Proses melibatkan pelajar sebagai komponen yang mengalami proses itu, guru
sebagai penggerak sekaligus pengatur
jalannya proses, kurikulum sebagai program yang dijalankan dalam proses, dan
prasarana serta sarana sebagai fasilitas yang memungkinkan jalannya proses itu.
Semua komponen itu berperan dalam kekompakan. Pelajar merupakan pribadi-pribadi
yang aktif, bukan objek yang pasif yang dapat diisi dengan ilmu dan pengetahuan
seperti botol kosong yang dapat dipenuhi begitu saja dengan air, minyak tanah,
bensin, atau apa saja oleh guru. Guru mempunyai peranan yang sangat menentukan.
Apakah ia mau memperlakukan pelajar sebagai subjek yang aktif atau objek yang
pasif, melaksanakan kurikulum dengan penuh kreativitas, atau seperti mesin yang
mati dan hidup tanpa variasi, dan sebagainya, semua tergantung pada guru.
Kurikulum merupakan komponen yang sangat penting di
samping guru dan fasilitas. Dengan kurikulum jelaslah gambaran tentang tujuan
yang akan dicapai, bahan pembelajaran yang akan diolah, program pembelajaran
yang akan dilaksanakan, serta kegiatan pembelajaran yang harus dilakukan untuk
mencapai tujuan. Kurikulum memberikan pedoman kepada guru untuk menyusun dan
melaksanakan program pembelajaran. Gambaran tentang tinggi mutu keluaran juga dapat diperkirakan
dari kurikulum yang dilaksanakan.
Untuk meningkatkan mutu pendidikan nasional di
Indonesia tiap kali ada penggantian kurikulum dengan pendekatannya. Pada tahun
1976 Kurikulum 1975 menggantikan
kurikulum sebelumnya. Kurikulum ini berorientasi pada tujuan dan menggunakan
pendekatan PPSI (Prosedur Pengembangan Sistem Instruksional) yang dikembangkan
melalui satuan pelajaran. Pada tahun 1984 Kurikulum 1975 diganti dengan
Kurikulum 1984 yang menggunakan pendekatan keterampilan
proses yang pelaksanaannya menggunakan CBSA (Cara Belajar Siswa Aktif).

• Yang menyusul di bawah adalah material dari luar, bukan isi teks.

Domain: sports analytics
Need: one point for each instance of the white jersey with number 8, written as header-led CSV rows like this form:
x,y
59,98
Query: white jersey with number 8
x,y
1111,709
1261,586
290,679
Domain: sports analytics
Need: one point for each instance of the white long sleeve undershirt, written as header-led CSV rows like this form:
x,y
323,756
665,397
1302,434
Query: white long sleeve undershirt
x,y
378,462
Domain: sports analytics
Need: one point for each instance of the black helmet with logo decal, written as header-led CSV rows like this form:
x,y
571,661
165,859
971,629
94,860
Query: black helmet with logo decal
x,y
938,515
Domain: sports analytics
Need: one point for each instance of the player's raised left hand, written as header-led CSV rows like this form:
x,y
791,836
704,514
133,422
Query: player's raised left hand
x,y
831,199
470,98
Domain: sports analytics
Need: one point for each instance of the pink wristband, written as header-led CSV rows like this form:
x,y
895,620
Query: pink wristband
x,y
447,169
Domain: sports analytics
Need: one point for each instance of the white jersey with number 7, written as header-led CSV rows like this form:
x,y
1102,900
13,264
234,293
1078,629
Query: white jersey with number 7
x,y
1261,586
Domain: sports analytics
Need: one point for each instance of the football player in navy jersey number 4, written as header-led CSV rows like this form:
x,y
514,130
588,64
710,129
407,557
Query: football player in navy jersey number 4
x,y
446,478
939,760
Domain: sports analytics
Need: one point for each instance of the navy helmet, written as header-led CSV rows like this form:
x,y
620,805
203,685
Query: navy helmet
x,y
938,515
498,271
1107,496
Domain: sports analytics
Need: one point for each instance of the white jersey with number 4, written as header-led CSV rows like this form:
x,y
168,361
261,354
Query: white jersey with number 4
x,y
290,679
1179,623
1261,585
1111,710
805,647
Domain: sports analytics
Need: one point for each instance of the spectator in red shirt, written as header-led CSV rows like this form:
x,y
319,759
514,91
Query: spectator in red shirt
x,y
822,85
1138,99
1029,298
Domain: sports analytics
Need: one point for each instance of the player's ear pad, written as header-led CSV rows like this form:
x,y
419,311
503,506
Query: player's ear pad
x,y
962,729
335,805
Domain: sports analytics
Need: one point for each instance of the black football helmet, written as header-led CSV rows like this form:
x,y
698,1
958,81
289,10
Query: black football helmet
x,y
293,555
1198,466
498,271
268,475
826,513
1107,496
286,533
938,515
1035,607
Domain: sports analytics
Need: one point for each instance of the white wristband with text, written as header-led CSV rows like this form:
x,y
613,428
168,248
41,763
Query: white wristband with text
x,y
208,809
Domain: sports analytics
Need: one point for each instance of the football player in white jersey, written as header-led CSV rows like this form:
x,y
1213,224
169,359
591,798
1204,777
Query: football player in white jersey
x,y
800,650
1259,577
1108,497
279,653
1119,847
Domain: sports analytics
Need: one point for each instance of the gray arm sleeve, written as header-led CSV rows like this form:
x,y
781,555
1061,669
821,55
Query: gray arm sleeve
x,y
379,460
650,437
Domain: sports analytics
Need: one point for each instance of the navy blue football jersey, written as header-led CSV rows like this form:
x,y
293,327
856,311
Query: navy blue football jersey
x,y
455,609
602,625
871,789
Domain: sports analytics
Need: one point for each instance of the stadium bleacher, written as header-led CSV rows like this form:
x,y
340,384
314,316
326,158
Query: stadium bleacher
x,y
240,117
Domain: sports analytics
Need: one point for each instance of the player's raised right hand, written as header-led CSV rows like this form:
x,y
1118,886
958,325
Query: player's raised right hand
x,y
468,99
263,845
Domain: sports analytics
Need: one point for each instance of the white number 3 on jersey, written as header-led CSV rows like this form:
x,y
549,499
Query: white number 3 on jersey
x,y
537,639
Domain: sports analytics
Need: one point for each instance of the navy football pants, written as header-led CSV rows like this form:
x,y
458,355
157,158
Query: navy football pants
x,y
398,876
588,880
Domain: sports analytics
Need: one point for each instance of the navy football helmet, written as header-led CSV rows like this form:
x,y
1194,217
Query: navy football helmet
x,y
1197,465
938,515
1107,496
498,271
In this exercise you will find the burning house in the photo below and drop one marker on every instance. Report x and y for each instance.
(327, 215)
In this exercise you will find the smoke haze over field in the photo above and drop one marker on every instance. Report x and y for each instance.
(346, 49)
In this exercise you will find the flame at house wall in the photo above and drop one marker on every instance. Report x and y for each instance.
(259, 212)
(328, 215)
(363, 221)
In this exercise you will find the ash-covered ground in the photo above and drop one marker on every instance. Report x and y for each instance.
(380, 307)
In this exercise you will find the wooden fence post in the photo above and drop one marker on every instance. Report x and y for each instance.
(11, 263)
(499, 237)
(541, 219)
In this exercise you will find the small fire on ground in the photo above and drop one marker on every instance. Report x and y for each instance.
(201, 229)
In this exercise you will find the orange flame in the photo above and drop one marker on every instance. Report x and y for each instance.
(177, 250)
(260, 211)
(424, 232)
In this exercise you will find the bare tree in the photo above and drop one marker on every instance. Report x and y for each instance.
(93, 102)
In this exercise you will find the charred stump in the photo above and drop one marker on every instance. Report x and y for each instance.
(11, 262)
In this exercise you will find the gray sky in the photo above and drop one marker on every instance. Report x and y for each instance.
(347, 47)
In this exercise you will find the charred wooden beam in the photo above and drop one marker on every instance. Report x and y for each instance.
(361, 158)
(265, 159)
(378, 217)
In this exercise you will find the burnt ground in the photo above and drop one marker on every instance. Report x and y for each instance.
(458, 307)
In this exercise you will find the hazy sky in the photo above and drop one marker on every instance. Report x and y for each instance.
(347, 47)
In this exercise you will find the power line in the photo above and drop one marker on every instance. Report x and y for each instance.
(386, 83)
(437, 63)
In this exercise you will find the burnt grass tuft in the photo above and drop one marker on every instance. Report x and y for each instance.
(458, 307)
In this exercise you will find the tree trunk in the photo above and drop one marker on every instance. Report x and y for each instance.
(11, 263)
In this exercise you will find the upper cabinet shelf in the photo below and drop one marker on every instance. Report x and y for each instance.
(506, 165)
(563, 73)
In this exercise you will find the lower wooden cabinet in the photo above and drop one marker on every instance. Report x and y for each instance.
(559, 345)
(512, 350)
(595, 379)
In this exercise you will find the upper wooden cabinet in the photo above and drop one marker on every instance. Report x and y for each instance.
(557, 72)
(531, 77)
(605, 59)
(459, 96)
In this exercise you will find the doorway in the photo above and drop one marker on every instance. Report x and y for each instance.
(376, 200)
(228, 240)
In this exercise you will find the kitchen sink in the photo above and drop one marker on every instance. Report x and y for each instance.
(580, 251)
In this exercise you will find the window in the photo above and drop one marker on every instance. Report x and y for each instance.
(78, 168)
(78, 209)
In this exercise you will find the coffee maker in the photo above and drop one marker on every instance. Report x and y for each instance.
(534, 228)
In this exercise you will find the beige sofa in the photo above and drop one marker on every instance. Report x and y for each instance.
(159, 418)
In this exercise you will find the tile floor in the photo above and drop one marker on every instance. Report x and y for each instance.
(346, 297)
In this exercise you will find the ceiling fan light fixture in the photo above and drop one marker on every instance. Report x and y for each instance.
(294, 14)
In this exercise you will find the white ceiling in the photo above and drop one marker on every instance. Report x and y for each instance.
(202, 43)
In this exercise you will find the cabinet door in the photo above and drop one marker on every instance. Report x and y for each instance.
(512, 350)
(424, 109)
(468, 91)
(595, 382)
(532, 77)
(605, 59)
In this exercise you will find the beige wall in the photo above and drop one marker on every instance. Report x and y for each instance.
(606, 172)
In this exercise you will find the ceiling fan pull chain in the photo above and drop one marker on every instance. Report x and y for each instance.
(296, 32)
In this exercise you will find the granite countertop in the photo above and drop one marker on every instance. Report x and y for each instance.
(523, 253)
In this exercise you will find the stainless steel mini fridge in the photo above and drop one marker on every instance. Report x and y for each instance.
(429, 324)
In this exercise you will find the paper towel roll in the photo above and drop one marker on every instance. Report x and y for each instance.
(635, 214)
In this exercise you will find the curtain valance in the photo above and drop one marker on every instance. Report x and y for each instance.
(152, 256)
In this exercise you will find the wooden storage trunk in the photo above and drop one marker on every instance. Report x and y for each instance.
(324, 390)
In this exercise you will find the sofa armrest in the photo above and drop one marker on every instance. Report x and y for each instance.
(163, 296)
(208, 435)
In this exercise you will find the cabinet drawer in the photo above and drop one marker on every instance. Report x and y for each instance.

Khusus untuk pelajaran bahasa digunakan pendekatan komunikatif dan untuk
mendukung pendekatan ini dimasukkan pokok bahasan pragmatik. Selanjutnya Kurikulum 1984 diganti dengan Kurikulum 1994
yang berlaku sampai sekarang.
Paradigma “baru” yang berkembang sejak tahun delapan puluhan
adalah bahwa mengajar adalah membuat siswa belajar. Guru dianggap sebagai fasilitator saja dan berkaitan dengan
anggapan itu di Indonesia
berlaku istilah pembelajaran sebagai
ganti belajar-mengajar. Namun,
kenyataannya guru tetap sebagai aktor
yang aktif dan faktor yang menentukan. Guru tidak hanya menyediakan perangkat keras, tetapi juga perangkat lunak Untuk membuat siswa aktif belajar, guru harus
bekerja keras, memilih metode yang tepat, mengolah bahan dari GBPP, berusaha
menarik perhatian siswa, dan lain-lainnya.
Untuk mendukung kegiatan pembelajaran itu diperlukan
kurikulum yang memihak pelajar, yang memungkinkan siswa berbuat aktif.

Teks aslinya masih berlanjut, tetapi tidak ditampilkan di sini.